Чем ближе к вечеру, тем больше Марийка беспокоилась, что мать запоздает и они не успеют напечь пирогов. Каждую минуту она приподнимала полотенце и заглядывала в квашню с тестом. Ей казалось, что тесто поднимается очень медленно, и она прикрыла квашню подушкой для теплоты.
В половине пятого Поли ещё не было.
А что, если она забыла про рождение? Уж такая деловая теперь стала!.. Не до Марийки ей теперь…
Марийка решила сама разделать тесто. Она обвязала живот полотенцем, сняла скатерть со стола и насыпала горку муки.
В дверь постучались.
— Кто тут?
— Марийка, чего ты целый день сидишь на замке? — пропищал за дверью тоненький голосок Веры.
— А тебе чего?
— Ничего. Скоро ли ты к себе на рождение пустишь? Ждать надоело…
— Сказано — в семь часов! Раньше нельзя.
Вера потопталась под дверью и ушла. Через десять минут опять постучались. Это наконец была Поля.
— В Губпродкоме задержалась, — сказала она, положив на стол какой-то узелок, — зато выхлопотала мешок рису. Это для больных ребят лучшее питание. Батюшки, цветы какие! Где ты раздобыла?
— Уж раздобыла. Мама, а что это в узелке?
— Подарок тебе купила. Вот гляди.
Поля вытащила из узелка что-то белое, в кружевах, похожее на занавеску.
— Что это?
— Юбка, — сказала Поля. — Настоящий батист. Платье тебе сошью на славу. Выстираю, подкрахмалю — будет как новое. Эта старушка, что продавала, клянётся, божится, что юбка только два раза стирана. Я, правда, не думала покупать, да уж очень дёшево.

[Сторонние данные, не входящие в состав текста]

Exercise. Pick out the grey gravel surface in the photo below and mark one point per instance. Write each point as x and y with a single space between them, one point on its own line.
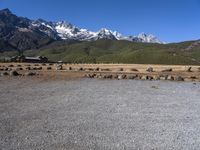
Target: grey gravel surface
98 114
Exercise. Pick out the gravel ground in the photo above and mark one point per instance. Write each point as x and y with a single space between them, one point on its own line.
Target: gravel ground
94 114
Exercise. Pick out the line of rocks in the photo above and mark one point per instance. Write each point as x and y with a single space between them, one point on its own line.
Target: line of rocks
134 76
16 73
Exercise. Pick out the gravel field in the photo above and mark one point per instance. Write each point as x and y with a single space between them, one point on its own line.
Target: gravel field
84 114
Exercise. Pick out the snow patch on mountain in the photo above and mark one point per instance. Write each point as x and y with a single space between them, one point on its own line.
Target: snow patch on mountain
67 31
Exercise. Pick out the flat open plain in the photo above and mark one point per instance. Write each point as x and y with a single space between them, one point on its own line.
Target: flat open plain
82 114
57 108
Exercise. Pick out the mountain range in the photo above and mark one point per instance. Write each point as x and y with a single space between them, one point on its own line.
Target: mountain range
20 33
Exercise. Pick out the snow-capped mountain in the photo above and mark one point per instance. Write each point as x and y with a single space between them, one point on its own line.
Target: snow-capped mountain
22 33
67 31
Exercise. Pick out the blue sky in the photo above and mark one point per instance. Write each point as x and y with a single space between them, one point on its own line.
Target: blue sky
170 20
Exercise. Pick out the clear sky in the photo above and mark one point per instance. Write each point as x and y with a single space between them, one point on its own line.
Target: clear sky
170 20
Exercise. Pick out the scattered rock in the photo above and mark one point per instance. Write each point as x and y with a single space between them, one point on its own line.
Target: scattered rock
150 69
133 69
49 68
59 67
28 68
163 77
189 69
131 76
30 74
156 77
19 69
144 77
170 78
4 74
154 87
14 73
10 65
179 78
105 69
167 70
80 69
121 69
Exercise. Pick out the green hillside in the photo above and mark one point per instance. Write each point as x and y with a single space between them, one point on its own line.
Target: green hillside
108 51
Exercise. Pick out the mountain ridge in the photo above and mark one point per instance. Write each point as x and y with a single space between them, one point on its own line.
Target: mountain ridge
21 33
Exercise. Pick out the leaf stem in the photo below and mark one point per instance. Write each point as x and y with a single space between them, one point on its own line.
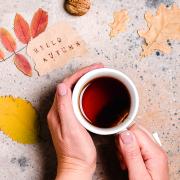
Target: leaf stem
15 52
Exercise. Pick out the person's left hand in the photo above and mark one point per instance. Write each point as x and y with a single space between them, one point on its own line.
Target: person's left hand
76 153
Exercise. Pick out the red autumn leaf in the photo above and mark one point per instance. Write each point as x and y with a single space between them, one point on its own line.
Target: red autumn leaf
7 40
21 29
1 55
39 22
22 64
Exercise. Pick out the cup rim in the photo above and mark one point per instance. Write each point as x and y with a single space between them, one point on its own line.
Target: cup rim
106 72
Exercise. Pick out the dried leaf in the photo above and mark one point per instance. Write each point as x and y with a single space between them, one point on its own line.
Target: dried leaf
7 40
163 26
120 22
39 22
1 55
22 64
18 120
21 29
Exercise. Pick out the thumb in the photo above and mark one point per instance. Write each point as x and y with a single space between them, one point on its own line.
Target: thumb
132 156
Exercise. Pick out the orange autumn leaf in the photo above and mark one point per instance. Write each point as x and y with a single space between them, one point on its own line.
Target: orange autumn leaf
21 29
7 40
39 22
1 55
163 26
22 64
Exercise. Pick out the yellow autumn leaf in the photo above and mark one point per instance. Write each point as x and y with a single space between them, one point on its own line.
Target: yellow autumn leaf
18 120
119 24
163 26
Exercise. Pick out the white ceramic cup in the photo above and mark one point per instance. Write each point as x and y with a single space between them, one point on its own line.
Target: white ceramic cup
106 72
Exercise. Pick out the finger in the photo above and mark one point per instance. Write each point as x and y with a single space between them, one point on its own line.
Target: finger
155 158
65 110
70 81
53 119
145 130
132 156
119 154
149 149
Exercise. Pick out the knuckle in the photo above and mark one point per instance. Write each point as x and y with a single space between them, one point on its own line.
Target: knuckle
49 116
62 107
132 153
163 156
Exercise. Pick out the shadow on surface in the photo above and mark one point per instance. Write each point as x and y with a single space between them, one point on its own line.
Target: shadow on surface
46 145
105 146
108 158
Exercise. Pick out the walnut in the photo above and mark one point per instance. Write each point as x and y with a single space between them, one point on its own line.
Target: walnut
77 7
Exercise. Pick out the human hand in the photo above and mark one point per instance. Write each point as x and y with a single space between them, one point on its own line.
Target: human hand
76 153
143 158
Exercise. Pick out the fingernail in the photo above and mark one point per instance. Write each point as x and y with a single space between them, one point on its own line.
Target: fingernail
62 90
126 137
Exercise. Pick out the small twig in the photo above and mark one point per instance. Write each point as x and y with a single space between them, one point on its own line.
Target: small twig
15 52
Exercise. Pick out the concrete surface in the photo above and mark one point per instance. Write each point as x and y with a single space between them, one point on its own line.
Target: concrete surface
156 77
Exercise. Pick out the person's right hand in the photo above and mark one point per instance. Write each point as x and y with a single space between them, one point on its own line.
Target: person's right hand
144 159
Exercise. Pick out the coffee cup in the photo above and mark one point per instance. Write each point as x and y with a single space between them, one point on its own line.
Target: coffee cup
108 73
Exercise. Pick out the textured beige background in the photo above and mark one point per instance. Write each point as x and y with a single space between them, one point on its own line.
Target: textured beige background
156 77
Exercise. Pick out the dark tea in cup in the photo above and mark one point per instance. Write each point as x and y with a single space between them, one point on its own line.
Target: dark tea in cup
105 102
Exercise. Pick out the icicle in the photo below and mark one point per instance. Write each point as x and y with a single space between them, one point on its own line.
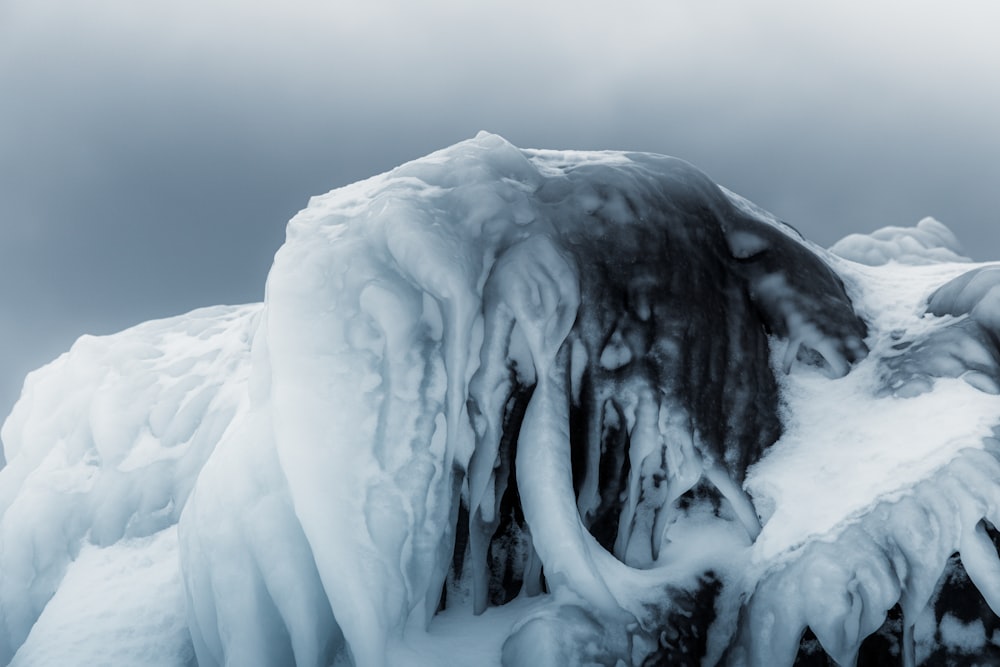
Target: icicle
979 557
737 497
644 441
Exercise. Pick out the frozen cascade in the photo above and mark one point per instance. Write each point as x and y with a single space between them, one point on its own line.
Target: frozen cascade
508 407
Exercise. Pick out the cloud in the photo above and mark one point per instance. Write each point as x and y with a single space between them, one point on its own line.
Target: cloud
150 153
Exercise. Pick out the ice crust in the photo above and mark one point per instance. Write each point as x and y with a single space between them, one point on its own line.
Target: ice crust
511 407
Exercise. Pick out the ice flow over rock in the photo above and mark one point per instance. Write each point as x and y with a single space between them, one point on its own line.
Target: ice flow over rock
523 407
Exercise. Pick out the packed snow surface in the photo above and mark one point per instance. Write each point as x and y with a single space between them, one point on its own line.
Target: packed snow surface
522 407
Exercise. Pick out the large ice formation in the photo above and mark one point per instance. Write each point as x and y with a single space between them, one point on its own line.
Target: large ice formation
522 407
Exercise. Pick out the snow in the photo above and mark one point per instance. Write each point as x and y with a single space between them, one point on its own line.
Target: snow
493 363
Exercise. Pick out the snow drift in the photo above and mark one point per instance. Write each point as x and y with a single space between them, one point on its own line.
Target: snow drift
515 407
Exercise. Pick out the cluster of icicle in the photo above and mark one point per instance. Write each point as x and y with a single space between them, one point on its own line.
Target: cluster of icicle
496 374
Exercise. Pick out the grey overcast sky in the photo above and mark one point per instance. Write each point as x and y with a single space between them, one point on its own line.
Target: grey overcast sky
152 152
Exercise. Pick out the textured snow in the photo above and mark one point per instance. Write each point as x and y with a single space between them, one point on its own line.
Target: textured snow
506 407
928 242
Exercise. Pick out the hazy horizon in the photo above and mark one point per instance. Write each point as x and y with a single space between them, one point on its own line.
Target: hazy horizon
150 155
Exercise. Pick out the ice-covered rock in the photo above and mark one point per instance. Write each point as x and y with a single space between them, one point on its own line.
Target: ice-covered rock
928 242
506 406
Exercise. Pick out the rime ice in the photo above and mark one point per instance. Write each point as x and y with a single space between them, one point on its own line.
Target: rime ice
504 406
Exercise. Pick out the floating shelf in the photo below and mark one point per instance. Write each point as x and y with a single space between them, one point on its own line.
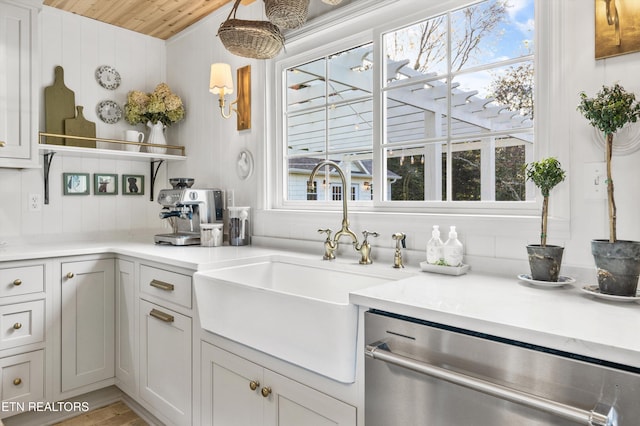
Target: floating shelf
155 160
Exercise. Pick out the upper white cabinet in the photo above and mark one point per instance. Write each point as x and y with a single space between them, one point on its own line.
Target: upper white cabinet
18 103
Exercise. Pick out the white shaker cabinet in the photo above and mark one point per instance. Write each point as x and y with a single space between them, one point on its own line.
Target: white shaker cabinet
126 337
18 103
87 321
239 392
22 334
165 343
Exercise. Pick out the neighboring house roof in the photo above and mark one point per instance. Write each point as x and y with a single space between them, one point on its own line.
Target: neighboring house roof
360 168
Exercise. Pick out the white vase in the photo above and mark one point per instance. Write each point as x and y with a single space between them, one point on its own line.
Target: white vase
156 136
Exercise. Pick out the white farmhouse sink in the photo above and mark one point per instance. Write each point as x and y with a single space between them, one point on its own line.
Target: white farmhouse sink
293 308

— Эх, кабы сразу можно было надеть! — сказала Марийка, прикинув на себя юбку.
— Ну уж и сразу! Успеется. Давай, что ли, рожденница, пирожки лепить. Половину с вишнями, половину с картошкой.
Было очень весело вырезывать стаканом кружочки из теста, накладывать в них сочные вишни и лепить пирожки для себя и для своих гостей.
Когда Поля пошла на кухню топить плиту, Марийка надела чистое бельё и платье-татьянку.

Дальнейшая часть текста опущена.